Heat shock proteins are an evolutionarily conserved superfamily comprising a group of structurally unrelated subfamilies, including HSPA/HSP70, HSPB/HSP27, HSPC/HSP90, HSPH/HSP110, and NDAJ/HSP40 [28]. Of these, HSP90, HSPA5/GRP78, and DNAJB1/HSP40 are involved in adipogenesis [8, 15,16,17]. As an example, HSP90 regulates adipocyte differentiation by chaperoning PPARγ to control its stability, and HSP90 inhibition impedes the differentiation of 3T3-L1 preadipocytes and lipid accumulation [8, 18]. Moreover, HSPA5 is required for adipogenesis because when absent the differentiation of 3T3-L1 cells is impaired and mice demonstrate lipoatrophy [15]. By contrast, DNAJB1 overexpression decreases both lipid accumulation and the expression of adipocyte markers in 3T3-L1 cells, suggesting that it has an inhibitory role in adipocyte differentiation [17]. In this study, we found that HSPA12A, a novel member of the HSPA/HSP70 family, is upregulated in the WAT of obese humans, and that its expression is positively correlated with BMI, suggesting a possible involvement of HSPA12A in adipogenesis.
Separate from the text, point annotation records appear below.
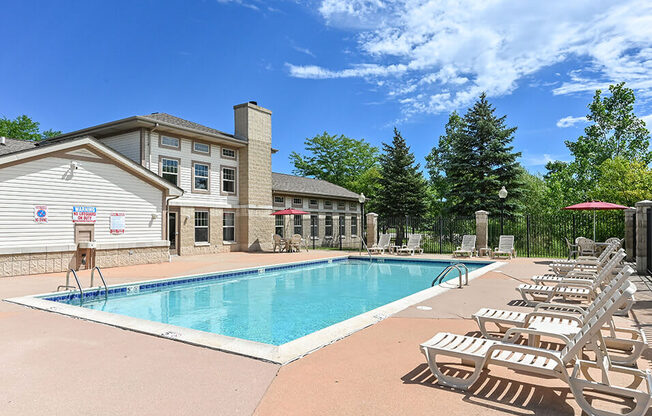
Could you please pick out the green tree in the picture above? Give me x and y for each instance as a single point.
(623, 181)
(24, 128)
(474, 159)
(615, 133)
(402, 190)
(341, 160)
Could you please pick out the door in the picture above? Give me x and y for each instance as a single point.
(173, 235)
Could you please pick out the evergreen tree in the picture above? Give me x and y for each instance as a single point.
(402, 190)
(477, 158)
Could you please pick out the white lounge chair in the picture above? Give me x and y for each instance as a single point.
(505, 247)
(381, 245)
(549, 317)
(567, 288)
(579, 273)
(467, 248)
(538, 361)
(413, 245)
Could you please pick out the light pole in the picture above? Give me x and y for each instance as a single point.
(361, 199)
(502, 194)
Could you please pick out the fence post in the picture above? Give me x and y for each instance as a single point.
(630, 230)
(481, 229)
(528, 234)
(372, 228)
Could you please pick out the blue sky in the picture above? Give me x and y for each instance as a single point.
(355, 67)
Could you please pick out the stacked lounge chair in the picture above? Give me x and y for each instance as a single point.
(586, 334)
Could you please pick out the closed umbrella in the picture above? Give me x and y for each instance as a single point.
(594, 206)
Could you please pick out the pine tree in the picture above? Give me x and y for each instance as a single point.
(402, 186)
(477, 159)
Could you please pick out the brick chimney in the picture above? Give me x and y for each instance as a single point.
(255, 228)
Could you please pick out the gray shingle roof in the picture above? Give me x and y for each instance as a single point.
(13, 145)
(282, 182)
(170, 119)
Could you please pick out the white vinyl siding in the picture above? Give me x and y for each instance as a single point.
(48, 181)
(187, 157)
(128, 144)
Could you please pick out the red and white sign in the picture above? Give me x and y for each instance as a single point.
(117, 223)
(40, 213)
(84, 214)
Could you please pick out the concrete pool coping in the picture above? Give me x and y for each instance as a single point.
(281, 354)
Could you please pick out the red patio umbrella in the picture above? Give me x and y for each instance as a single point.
(594, 206)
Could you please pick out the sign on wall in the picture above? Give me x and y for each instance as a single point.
(84, 214)
(117, 223)
(40, 213)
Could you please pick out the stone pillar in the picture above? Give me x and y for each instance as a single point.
(630, 228)
(481, 229)
(256, 226)
(641, 235)
(372, 228)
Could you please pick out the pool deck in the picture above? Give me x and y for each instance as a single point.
(54, 364)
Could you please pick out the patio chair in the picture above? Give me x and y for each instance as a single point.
(467, 247)
(566, 319)
(278, 242)
(585, 246)
(505, 247)
(380, 246)
(567, 288)
(546, 363)
(413, 245)
(295, 242)
(572, 249)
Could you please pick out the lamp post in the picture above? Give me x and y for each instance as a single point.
(502, 194)
(361, 199)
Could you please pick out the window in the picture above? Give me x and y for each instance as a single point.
(228, 226)
(228, 153)
(279, 225)
(328, 226)
(314, 226)
(298, 224)
(170, 170)
(201, 226)
(200, 175)
(201, 147)
(228, 180)
(172, 142)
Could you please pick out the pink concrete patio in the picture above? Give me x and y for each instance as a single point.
(53, 364)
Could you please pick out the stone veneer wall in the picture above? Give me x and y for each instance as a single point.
(39, 263)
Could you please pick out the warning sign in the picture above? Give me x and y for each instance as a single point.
(40, 213)
(117, 223)
(84, 214)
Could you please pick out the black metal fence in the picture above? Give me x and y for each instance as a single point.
(439, 235)
(536, 235)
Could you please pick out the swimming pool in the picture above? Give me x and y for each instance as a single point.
(275, 305)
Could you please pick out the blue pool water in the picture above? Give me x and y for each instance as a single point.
(276, 307)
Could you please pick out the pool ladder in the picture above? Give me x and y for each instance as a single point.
(448, 269)
(81, 291)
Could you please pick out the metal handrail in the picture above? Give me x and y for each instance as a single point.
(106, 289)
(448, 269)
(67, 285)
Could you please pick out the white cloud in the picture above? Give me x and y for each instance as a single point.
(570, 121)
(438, 55)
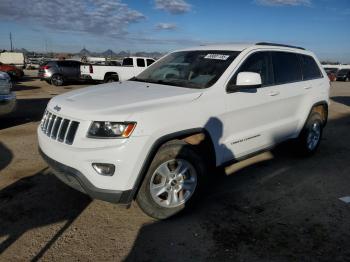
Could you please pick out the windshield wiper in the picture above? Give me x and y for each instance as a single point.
(180, 83)
(138, 79)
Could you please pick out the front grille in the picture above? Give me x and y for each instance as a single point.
(58, 128)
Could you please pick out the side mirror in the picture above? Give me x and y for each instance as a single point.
(246, 81)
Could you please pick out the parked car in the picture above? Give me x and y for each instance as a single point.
(156, 137)
(131, 66)
(14, 72)
(13, 58)
(59, 72)
(7, 98)
(331, 73)
(343, 75)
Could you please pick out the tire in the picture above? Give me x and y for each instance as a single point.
(111, 79)
(176, 189)
(311, 135)
(57, 80)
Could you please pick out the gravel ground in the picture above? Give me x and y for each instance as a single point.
(272, 207)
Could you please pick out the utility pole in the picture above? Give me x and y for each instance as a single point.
(11, 42)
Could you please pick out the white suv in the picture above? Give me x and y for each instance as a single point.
(155, 137)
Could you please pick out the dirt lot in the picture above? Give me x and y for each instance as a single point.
(273, 207)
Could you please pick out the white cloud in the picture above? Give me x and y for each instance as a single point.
(110, 17)
(284, 2)
(166, 26)
(173, 6)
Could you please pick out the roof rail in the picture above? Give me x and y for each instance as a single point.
(274, 44)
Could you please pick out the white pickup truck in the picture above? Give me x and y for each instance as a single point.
(131, 66)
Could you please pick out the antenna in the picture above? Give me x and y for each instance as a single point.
(11, 42)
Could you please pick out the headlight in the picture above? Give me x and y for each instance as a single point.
(101, 129)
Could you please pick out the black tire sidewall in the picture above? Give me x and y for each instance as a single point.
(302, 140)
(54, 82)
(166, 153)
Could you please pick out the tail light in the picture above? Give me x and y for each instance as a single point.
(45, 67)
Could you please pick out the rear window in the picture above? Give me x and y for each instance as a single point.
(149, 62)
(310, 68)
(128, 62)
(286, 67)
(343, 71)
(140, 62)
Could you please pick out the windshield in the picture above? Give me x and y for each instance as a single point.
(343, 71)
(192, 69)
(331, 70)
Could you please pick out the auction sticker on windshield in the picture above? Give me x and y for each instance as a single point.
(217, 56)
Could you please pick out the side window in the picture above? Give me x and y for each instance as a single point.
(310, 68)
(286, 67)
(257, 63)
(149, 62)
(128, 62)
(140, 62)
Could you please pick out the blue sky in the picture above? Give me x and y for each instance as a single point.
(164, 25)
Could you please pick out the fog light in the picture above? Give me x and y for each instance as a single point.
(104, 169)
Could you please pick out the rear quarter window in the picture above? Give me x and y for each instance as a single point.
(128, 62)
(140, 62)
(286, 67)
(310, 68)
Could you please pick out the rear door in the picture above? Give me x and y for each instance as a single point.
(75, 67)
(250, 113)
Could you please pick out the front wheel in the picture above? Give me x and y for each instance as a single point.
(172, 182)
(310, 137)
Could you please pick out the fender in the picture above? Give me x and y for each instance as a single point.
(155, 147)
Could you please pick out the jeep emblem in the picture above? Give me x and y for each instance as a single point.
(57, 108)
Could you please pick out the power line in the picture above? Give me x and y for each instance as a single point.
(11, 41)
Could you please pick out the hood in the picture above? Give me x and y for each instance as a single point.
(116, 99)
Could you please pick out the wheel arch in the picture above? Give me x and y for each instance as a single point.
(108, 74)
(194, 136)
(320, 107)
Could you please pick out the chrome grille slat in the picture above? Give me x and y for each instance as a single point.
(65, 136)
(55, 127)
(59, 128)
(62, 133)
(46, 122)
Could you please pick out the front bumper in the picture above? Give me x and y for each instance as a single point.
(78, 181)
(7, 103)
(85, 77)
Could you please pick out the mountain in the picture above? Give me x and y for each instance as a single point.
(84, 52)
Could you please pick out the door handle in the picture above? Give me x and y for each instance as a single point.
(274, 93)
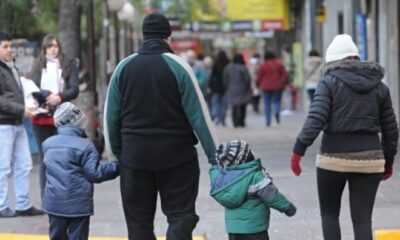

Indeed, the differentiation of primary adipocyte precursors was suppressed by HSPA12A deficiency, whereas it was enhanced by HSPA12A overexpression. Moreover, HFD-induced and age-associated weight gain and adiposity were attenuated in HSPA12A knockout mice. Taken together, these results provide strong evidence that HSPA12A is a novel regulator of adipogenesis.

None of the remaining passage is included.